Disclaimer: Los personajes y la saga crepúsculo pertenecen a Meyer. Lo único que me pertenece es la historia de este fic.

Puede que algunos personajes tengan un poco OoC en especial Bella, no me agrada el personaje de Meyer. Pero tampoco me saldré en exageración de su personalidad.

Capítulo 26

En la casa Edward nos contaba lo que estaba pasando con los Vulturi.

—Ninguno está feliz. Jane esta desconcertada, no entiende que pasa con Isabella. Alec está furioso. Demetri cree que se volvió loca. Y Santiago está divertido, aunque eso no quiere decir que esté de acuerdo con lo que está pasando.

— ¿Pero están de acuerdo en esperar para enfrentarse con Victoria? –preguntó Esme.

—Cuando Carlisle dijo que ella era la guardia mas cruel que tenían los Vulturi, no le creí, pero escuchar los pensamientos de estos guardias es alucinante, le tienen miedo, pero no lo demostraran. Pero aunque no lo demuestren, Isabella dice algo y ellos lo cumplen por miedo a un ataque.

—Claro ahora es el coco de los vampiros.

—Por supuesto que no Rosalie, ese sería Cayo el creador de Isabella –Edward sonrió con petulancia –. No seas necia Rosalie, ha tenido cinco siglos de entrenamiento, no es ninguna estúpida como piensas; no hay darle crédito más allá del que se merece, pero tampoco hay que quitárselo.

La ira de Rosalie era intensa.

—Muy bien, ya que todos piensan que es poderosa, ¿Por qué no se enfrenta con los neófitos? Ya esta aquí su gente –me miró – deberían ir.

Edward suspiró, no estaba feliz.

—Porque Isabella sabe que Jasper la seguirá.

Todos me miraron.

— ¿Me están criticando por proteger a una mujer? –Les di una sutil vergüenza, y trate de no pensar en ello – nací cuando proteger a una mujer era lo correcto, no importa si es una vampira y mucho menos si es poderosa.

—Por supuesto hijo, entendemos –dijo Esme dándole una mirada de reproche a Edward –, por tal motivos como familia te apoyamos en tu decisión.

—Incluso aunque nos manipules – Edward por supuesto me miraba.

—Haría lo mismo por Alice.

—Porque tengo décadas conociéndola y es mi compañera de por vida.

—Y porque conozco a Bella hace días, piensas que mis sentimientos por ella no son verdaderos. Déjame recordarte que no pasaron veinticuatro horas para que supieras que Alice era tu compañera.

—Porque veía sus visiones, además podía escuchar sus pensamientos y sabía lo que sentía por mi era real.

—Tu solo estas molesto porque por primera vez no puedes entrometerte en la mente de alguien, pues mira como vive el resto del mundo, respetando el espacio del otro, la mente del otro.

—No sabes lo que piensa, esto podría ser una trampa para llevarnos a los Vulturi.

—Sé lo que siente Edward, porque siento lo que siente, pero si eso no fuese así, se recocer una mentira incluso si la dice un vampiro.

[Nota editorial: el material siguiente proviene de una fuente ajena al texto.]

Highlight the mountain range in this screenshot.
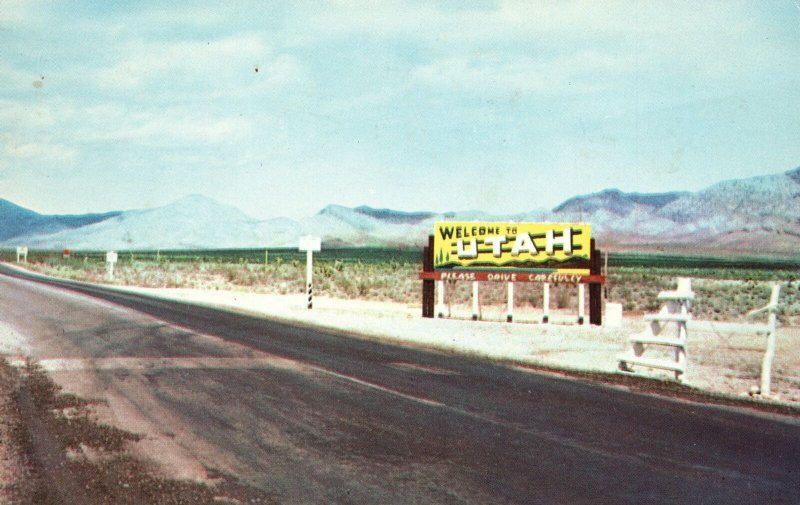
[0,168,800,254]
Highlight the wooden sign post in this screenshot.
[300,236,322,310]
[419,226,606,326]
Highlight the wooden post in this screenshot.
[506,282,514,323]
[422,235,436,317]
[472,281,480,321]
[542,282,550,323]
[436,281,444,318]
[306,249,314,309]
[589,239,603,326]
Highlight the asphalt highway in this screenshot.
[0,266,800,505]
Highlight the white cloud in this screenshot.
[97,34,304,92]
[412,51,627,94]
[5,142,77,162]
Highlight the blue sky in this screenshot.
[0,0,800,218]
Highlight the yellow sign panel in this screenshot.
[433,221,592,275]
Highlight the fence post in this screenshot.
[589,239,608,326]
[542,282,550,323]
[422,235,436,317]
[506,282,514,323]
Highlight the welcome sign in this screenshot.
[433,221,591,278]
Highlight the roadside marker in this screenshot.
[300,235,322,310]
[106,251,117,281]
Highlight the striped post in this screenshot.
[306,249,314,309]
[506,282,514,323]
[542,282,550,323]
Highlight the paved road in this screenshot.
[0,267,800,505]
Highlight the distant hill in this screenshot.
[0,168,800,255]
[0,198,121,243]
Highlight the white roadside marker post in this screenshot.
[542,282,550,323]
[472,281,480,321]
[300,236,322,310]
[506,282,514,323]
[106,251,117,281]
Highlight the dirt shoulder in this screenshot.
[0,360,271,505]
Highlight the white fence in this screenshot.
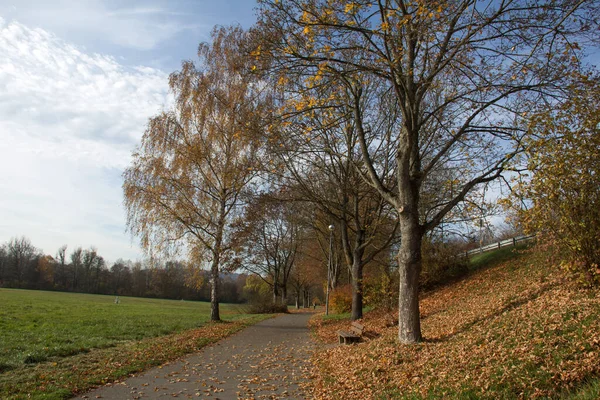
[464,235,535,257]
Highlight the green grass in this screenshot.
[0,289,271,400]
[0,289,241,372]
[321,306,373,321]
[469,243,528,270]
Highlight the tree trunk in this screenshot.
[398,213,422,343]
[210,255,221,321]
[351,227,365,321]
[273,281,279,304]
[351,257,363,321]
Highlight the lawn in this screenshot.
[0,289,264,399]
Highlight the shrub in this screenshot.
[245,301,288,314]
[420,240,469,289]
[364,270,398,311]
[329,285,352,314]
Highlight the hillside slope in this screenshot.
[312,248,600,399]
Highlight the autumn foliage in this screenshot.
[518,78,600,285]
[311,248,600,399]
[329,285,352,314]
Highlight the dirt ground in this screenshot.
[76,313,314,400]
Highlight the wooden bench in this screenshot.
[338,321,365,344]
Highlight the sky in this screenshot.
[0,0,255,262]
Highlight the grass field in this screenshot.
[0,289,264,399]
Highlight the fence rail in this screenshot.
[464,235,535,257]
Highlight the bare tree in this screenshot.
[240,197,301,304]
[6,236,38,287]
[123,27,264,321]
[258,0,599,343]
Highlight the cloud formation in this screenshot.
[0,17,169,261]
[0,0,200,50]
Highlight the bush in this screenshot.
[244,299,288,314]
[420,239,469,289]
[513,76,600,286]
[329,285,352,314]
[364,270,398,311]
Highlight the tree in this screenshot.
[273,96,398,320]
[123,27,265,321]
[518,76,600,285]
[6,236,39,287]
[257,0,598,343]
[240,196,301,305]
[54,244,69,290]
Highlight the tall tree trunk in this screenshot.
[210,255,221,321]
[398,213,422,343]
[351,257,363,321]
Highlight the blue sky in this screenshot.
[0,0,255,261]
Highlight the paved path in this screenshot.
[77,313,313,400]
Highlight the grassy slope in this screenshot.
[0,289,263,399]
[315,250,600,399]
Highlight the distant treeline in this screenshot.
[0,237,247,303]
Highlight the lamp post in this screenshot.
[325,225,335,315]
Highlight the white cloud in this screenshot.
[0,0,201,50]
[0,18,169,261]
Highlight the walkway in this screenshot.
[77,313,313,400]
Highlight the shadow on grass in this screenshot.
[424,284,556,343]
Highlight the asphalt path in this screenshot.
[76,313,314,400]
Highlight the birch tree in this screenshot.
[123,27,266,321]
[257,0,599,343]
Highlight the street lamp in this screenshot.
[325,225,335,315]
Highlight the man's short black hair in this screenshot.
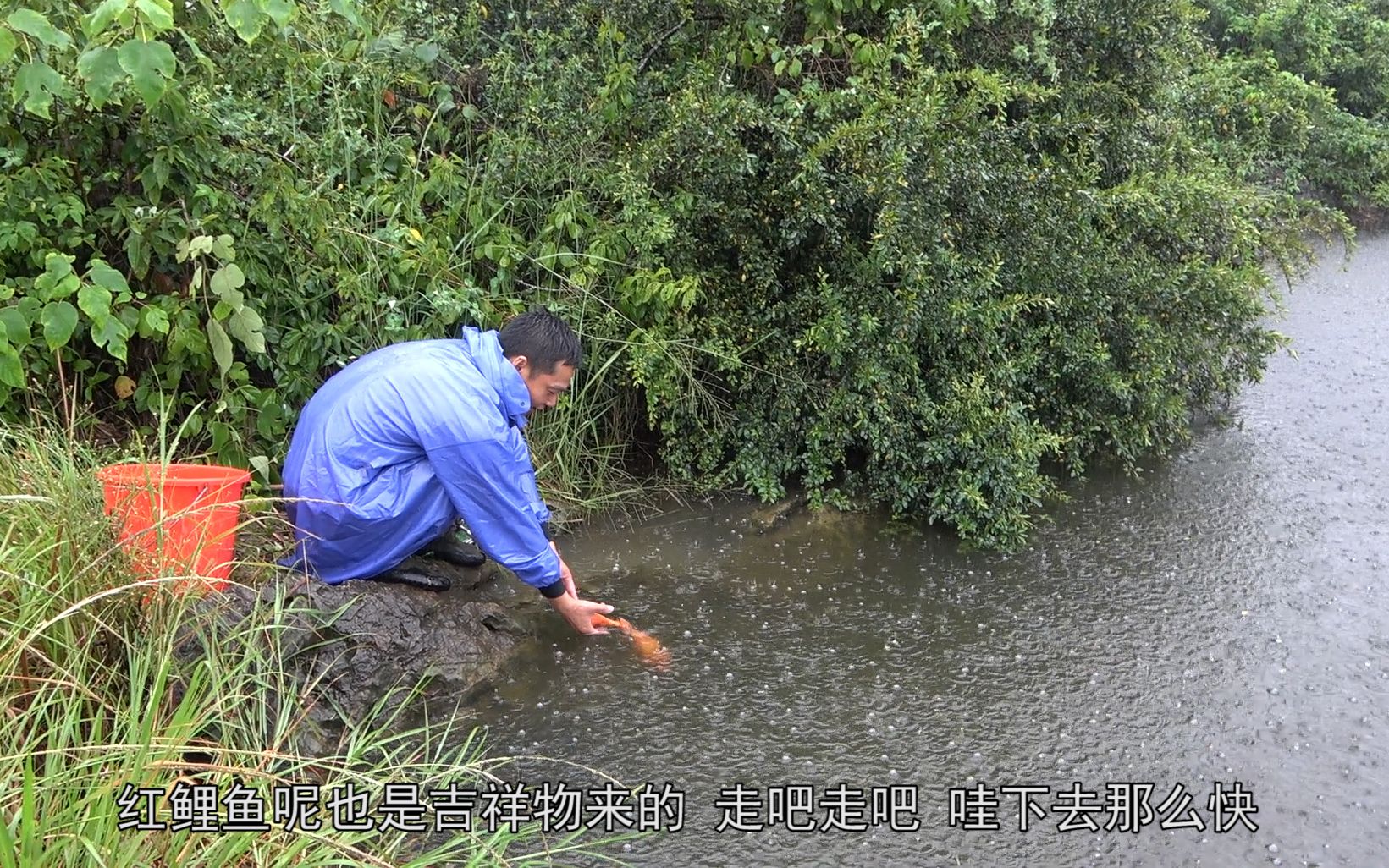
[497,307,583,374]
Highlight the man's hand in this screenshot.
[550,593,613,636]
[550,541,579,599]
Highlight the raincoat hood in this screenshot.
[459,325,531,428]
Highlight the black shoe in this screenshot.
[420,533,488,567]
[372,567,453,591]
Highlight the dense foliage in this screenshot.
[0,0,1389,546]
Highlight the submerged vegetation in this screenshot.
[0,0,1389,546]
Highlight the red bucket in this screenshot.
[97,464,251,591]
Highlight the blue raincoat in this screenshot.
[284,327,559,587]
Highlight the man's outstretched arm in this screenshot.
[425,440,613,634]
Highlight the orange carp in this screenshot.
[593,613,671,673]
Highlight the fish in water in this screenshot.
[593,613,671,673]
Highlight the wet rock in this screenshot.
[747,494,810,533]
[178,558,548,750]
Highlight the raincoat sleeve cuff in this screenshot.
[539,580,564,600]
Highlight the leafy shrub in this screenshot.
[0,0,1378,546]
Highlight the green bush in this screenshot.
[0,0,1378,546]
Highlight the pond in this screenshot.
[468,238,1389,868]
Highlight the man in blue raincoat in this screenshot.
[284,310,613,634]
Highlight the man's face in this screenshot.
[511,355,574,413]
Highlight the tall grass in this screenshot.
[0,429,636,868]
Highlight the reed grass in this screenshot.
[0,428,636,868]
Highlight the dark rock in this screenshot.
[747,494,810,533]
[178,558,548,753]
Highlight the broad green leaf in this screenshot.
[221,0,265,41]
[82,0,130,39]
[11,60,71,121]
[78,46,125,108]
[328,0,364,29]
[6,8,72,48]
[265,0,297,28]
[78,283,111,322]
[119,39,175,106]
[0,305,29,347]
[207,320,232,376]
[135,0,172,33]
[87,260,130,301]
[141,305,169,338]
[0,343,24,389]
[33,253,82,301]
[211,262,245,299]
[212,234,236,262]
[39,301,78,350]
[91,316,130,361]
[226,307,265,353]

Ella no está aquí para llevarlos.

—No podemos creerle.

—Ya estoy cansado Edward que acuses erróneamente a Bella solo porque no puedes escuchar sus pensamientos. Me alegra mucho que no puedas escucharlos.

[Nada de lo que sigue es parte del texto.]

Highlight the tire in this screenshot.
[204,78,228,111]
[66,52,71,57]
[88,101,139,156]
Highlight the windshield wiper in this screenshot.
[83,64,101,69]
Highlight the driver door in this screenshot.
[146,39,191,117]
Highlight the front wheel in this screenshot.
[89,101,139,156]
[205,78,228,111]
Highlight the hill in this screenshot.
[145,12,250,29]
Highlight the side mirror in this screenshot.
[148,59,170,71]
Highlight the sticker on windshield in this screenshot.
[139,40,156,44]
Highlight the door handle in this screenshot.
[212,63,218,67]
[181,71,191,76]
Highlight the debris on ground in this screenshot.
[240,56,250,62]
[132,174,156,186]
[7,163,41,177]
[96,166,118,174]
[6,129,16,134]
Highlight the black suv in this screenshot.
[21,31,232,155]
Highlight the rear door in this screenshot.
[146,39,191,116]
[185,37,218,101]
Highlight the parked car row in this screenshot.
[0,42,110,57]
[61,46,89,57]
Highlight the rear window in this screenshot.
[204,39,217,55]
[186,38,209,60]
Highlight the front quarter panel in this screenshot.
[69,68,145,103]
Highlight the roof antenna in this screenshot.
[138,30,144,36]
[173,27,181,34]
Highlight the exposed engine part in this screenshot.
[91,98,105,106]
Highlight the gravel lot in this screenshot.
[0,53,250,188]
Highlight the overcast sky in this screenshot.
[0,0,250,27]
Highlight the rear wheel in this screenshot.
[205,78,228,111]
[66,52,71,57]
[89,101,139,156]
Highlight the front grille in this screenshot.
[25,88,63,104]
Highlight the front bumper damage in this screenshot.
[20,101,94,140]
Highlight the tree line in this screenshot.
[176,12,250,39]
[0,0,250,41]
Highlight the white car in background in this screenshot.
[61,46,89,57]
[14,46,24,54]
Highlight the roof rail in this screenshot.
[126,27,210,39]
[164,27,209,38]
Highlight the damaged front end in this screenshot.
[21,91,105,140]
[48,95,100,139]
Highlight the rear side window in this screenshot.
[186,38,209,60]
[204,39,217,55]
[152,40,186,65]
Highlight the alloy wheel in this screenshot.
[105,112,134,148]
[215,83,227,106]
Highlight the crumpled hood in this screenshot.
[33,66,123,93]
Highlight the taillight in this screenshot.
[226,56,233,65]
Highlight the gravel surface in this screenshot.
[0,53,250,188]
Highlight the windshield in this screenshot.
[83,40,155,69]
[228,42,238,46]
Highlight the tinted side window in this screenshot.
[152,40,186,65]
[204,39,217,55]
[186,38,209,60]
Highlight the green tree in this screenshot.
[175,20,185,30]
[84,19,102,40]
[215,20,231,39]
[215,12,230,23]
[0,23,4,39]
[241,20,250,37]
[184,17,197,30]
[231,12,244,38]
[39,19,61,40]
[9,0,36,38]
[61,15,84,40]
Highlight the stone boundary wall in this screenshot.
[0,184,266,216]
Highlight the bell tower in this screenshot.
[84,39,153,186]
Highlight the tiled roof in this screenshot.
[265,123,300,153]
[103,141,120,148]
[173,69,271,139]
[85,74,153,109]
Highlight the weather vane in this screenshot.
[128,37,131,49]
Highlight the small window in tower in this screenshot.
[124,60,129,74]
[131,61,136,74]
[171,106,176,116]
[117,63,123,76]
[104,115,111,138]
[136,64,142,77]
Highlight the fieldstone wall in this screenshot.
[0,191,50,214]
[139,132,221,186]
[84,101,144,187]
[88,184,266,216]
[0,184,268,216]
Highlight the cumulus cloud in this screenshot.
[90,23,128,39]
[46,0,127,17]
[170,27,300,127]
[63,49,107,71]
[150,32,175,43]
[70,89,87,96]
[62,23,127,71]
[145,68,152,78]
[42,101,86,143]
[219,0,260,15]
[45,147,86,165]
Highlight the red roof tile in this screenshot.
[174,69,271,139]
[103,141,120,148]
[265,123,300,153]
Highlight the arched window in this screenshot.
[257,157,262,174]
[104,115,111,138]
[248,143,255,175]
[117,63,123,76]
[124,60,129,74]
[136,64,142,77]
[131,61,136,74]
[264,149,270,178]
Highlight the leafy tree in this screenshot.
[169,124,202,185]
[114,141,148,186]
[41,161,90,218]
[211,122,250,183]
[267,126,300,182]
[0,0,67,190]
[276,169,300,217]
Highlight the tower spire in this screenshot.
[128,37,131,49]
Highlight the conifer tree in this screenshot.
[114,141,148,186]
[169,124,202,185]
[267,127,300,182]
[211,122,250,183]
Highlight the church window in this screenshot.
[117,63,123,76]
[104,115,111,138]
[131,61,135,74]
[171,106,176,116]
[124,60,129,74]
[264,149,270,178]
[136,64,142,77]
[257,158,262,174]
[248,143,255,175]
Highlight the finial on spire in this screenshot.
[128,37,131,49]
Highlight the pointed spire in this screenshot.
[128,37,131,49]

—Una pelea familiar, deberías participar Isabella –volteamos a ver a la vampira que habló.

Los Vulturi estaban allí sus caras eran inexpresivas, excepto la de Jane que sonreía.

No había ningún sentimiento por parte de Bella, eso me sorprendió y me preocupó al mismo tiempo.

—No es mi familia Jane –, su voz era neutra, miró a Carlisle que se sentía culpable–. Mi amo Aro, pregunta si la guardia conformada por: Jane, Alec, Demetri y Santiago se pueden quedar en tu Aquelarre hasta que la amenaza de los neófitos de Seattle sea eliminada.

—Por supuesto Isabella. Pero recuerda que deberán cumplir las mismas condiciones que tú para quedarse –le envié una ola de tranquilidad.

—Por supuesto que la cumplirán. No se alimentaran de humanos en tu territorio.

Ninguno de ellos estaba conforme pero no podían hacer nada, era la única condición por la que Bella estaba aquí.

—Subiremos a la habitación asignada a mí, mientras ustedes tienen su reunión familiar. Permiso.

Estrellé mi ira contra Edward cuando todos ellos desaparecieron por la escalera.

Alice se paró frente a mí deteniéndome.

—No ganarás nada peleando con Edward –la convicción en su voz y sus sentimientos me hicieron desistir.

—Me está cansando Alice, sea tu compañero o no.

—Está preocupado, somos una familia unida, y así estaremos, incluso aunque haya diferencias, pero eso nos hace hermanos.